On January 4, 1971, two plain-clothed FBI agents, who did not identify themselves, entered the James family home in North Portland, Oregon, to arrest Charles James, Jr., who had been declared AWOL from the Navy. Cheryl D. James, then seventeen years old, witnessed one of the agents putting her younger brother in a chokehold, and he was unable to breathe. She hit the agent over the head with a rolling pin and was violently arrested later that day in her home by about a dozen armed agents. In April 1971, Cheryl, a minor, was convicted of assault, resisting arrest, and opposing FBI agents with a dangerous weapon (a rolling pin) and sentenced to eighteen months at Terminal Island prison in San Pedro, California. In this research article, Jane Cigarran documents the case of Cheryl D. James “as a microcosm of what was happening across the country at the time,” and how it revealed the racial politics in Portland during the 1960s and 1970s.
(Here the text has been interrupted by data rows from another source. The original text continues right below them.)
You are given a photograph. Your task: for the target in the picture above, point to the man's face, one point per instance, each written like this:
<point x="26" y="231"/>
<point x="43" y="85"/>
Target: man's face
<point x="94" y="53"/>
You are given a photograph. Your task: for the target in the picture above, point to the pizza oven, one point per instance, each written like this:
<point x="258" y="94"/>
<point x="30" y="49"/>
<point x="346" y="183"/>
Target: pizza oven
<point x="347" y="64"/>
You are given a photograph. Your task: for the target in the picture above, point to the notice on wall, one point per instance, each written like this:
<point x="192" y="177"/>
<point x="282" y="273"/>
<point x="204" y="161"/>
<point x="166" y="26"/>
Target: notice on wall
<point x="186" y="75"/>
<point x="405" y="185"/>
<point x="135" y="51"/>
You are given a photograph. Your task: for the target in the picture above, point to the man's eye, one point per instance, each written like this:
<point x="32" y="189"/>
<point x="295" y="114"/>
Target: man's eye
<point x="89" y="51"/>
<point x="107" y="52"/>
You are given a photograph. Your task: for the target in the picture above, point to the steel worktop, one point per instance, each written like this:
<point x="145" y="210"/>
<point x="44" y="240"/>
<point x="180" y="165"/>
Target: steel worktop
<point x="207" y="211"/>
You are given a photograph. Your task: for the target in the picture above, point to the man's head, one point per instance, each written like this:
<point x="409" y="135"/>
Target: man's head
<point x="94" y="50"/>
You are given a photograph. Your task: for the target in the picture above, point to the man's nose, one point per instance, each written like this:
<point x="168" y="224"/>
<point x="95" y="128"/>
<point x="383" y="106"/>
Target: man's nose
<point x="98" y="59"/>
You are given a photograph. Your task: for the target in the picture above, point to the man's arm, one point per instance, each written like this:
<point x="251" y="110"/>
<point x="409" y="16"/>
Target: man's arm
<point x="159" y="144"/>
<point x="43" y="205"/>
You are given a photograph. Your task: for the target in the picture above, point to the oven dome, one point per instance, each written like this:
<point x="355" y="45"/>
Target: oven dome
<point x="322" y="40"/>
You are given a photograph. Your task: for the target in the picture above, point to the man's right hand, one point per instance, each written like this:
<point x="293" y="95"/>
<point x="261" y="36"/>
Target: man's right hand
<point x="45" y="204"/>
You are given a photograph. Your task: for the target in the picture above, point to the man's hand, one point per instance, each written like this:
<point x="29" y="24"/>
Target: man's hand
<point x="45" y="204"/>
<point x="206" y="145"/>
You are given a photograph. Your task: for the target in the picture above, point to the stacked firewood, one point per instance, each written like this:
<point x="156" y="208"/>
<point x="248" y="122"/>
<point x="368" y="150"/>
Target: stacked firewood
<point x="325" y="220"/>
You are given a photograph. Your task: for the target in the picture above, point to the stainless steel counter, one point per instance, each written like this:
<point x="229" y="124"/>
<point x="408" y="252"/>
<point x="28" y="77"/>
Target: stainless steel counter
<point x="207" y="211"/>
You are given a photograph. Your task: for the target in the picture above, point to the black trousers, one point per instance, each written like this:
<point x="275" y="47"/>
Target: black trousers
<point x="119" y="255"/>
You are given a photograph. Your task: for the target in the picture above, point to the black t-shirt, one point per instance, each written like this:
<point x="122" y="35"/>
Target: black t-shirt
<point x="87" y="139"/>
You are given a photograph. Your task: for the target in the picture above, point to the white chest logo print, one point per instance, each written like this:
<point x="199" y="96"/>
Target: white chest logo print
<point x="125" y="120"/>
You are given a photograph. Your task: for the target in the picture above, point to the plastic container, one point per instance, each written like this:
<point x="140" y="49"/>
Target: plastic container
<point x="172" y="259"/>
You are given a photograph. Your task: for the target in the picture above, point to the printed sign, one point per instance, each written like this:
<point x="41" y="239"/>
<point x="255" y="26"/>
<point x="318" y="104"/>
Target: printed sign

Her case, Cigarran argues, “offers a glimpse into how a system of ‘law and order’ that is supposed to protect and serve proved fundamentally set up to fail Black women in Portland.”

Honorable Mentions

Pioneer Problems: ‘Wanton Murder,’ Indian War Veterans, and Oregon's Violent History (Summer 2020)
by Marc James Carpenter

In this research article, Marc James Carpenter examines the Indian War Veterans of the North Pacific Coast (IWV-NPC), an organization founded by former volunteer soldiers in Oregon and Washington, and how their efforts to reshape historical memory fit within the larger pioneer narrative of the late nineteenth and early twentieth centuries — a narrative that often skewed Euro-American violence against Native people. Pioneer societies and historians during the late nineteenth and early twentieth centuries distorted these historical narratives through omission, ignoring settlers’ violence toward Native people and condemning their retribution. As Carpenter suggests, “a true history of the Pacific Northwest must reckon with the legions of Euro-American pioneers who, during the 1840s, the 1850s, and beyond, pursued pogroms and inflicted acts of workaday racial violence in pursuit of a White ethno-state.”
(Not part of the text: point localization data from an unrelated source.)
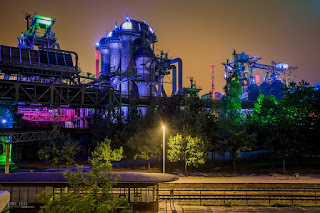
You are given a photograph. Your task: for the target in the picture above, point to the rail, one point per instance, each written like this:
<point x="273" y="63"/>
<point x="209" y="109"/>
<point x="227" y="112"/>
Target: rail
<point x="241" y="196"/>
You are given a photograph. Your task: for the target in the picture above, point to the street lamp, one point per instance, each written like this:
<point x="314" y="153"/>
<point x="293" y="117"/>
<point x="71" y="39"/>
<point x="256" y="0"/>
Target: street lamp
<point x="163" y="147"/>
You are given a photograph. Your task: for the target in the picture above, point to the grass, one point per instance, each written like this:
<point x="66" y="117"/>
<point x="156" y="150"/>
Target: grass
<point x="261" y="204"/>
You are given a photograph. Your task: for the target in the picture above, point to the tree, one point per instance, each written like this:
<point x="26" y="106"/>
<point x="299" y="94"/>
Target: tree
<point x="231" y="102"/>
<point x="192" y="151"/>
<point x="234" y="138"/>
<point x="90" y="192"/>
<point x="59" y="151"/>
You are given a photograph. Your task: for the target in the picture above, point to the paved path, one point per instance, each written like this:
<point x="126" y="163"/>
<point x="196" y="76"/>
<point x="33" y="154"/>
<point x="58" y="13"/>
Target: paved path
<point x="313" y="179"/>
<point x="221" y="209"/>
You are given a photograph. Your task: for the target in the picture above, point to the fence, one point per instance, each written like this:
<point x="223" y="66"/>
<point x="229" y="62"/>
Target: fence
<point x="242" y="196"/>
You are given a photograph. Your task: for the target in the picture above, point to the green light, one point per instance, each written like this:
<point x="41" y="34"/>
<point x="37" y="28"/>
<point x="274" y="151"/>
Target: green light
<point x="3" y="155"/>
<point x="43" y="20"/>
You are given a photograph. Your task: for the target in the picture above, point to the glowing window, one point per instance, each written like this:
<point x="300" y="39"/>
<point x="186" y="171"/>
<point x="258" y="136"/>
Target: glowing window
<point x="127" y="26"/>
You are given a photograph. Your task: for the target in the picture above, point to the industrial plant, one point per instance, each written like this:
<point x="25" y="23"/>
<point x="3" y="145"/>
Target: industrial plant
<point x="43" y="87"/>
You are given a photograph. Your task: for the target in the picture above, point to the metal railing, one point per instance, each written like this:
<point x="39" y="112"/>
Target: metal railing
<point x="242" y="196"/>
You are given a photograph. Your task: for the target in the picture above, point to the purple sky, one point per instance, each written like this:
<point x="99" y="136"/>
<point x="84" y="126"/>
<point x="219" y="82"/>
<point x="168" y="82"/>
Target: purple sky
<point x="201" y="33"/>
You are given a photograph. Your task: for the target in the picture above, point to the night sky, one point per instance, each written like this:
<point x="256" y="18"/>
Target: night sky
<point x="200" y="32"/>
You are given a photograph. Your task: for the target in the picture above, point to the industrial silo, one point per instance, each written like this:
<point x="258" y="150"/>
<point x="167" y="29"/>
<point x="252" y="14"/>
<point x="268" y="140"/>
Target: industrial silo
<point x="276" y="89"/>
<point x="253" y="92"/>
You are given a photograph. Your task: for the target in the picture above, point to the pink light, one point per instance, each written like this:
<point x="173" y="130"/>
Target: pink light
<point x="257" y="79"/>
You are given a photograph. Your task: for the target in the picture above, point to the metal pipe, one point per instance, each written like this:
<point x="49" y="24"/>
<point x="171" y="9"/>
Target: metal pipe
<point x="179" y="61"/>
<point x="63" y="51"/>
<point x="174" y="79"/>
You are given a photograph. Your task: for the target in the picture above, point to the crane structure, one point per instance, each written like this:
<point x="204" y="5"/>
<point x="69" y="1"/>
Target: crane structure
<point x="244" y="66"/>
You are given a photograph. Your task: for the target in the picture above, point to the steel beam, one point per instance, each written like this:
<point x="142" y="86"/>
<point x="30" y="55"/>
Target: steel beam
<point x="18" y="137"/>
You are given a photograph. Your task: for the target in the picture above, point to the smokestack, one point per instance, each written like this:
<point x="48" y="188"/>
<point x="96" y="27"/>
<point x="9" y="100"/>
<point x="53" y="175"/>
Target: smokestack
<point x="97" y="53"/>
<point x="212" y="82"/>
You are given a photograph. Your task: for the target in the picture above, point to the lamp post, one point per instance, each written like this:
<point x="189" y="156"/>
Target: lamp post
<point x="163" y="147"/>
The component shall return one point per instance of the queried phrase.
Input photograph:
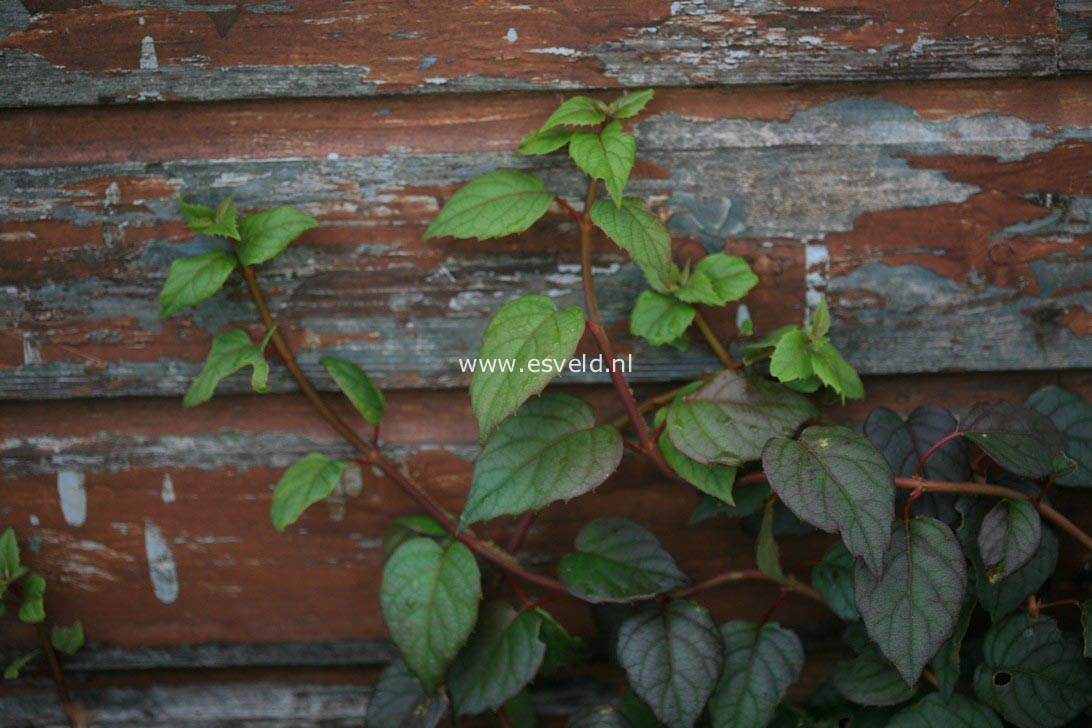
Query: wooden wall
(924, 165)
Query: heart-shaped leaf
(1008, 538)
(193, 279)
(501, 657)
(759, 665)
(618, 560)
(529, 327)
(499, 203)
(672, 656)
(607, 155)
(832, 577)
(727, 420)
(1032, 673)
(1072, 415)
(1020, 440)
(935, 711)
(265, 234)
(310, 479)
(912, 609)
(837, 480)
(549, 451)
(429, 599)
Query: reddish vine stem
(430, 505)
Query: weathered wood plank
(88, 52)
(913, 211)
Clara Bewick Colby and the Oregon Woman Suffrage Campaign of 1905–1906 (Spring 2020)
by Kristin Mapel Bloomberg

Clara Bewick Colby arrived in Oregon in 1904 and was one of Oregon’s primary fieldworkers during the state’s 1905 to 1906 woman suffrage campaign. In this research article, Kristin Mapel Bloomberg analyzes Colby’s detailed campaign fieldwork records to reveal how “activists conducted their work, building on prior movement strategies by systematizing a professional class of suffrage workers into a centrally organized campaign.” Colby spent her early years as a foot soldier of the movement in Beatrice, Nebraska, where she “wielded her political acumen on the speaker’s platform and as publisher of the influential The Woman’s Tribune (1883–1909), the second-longest-running woman’s rights journal in the United States.” By the time she arrived in Oregon in 1904, she had “ascended to and fallen from the heights of suffrage influence,” but as Bloomberg describes, Oregon held promise and Colby worked tirelessly to collect signatures to put a state constitutional change on the ballot. While the 1905–1906 campaign was imperfect and ultimately failed, it helped establish strategies that would be used successfully in future campaigns.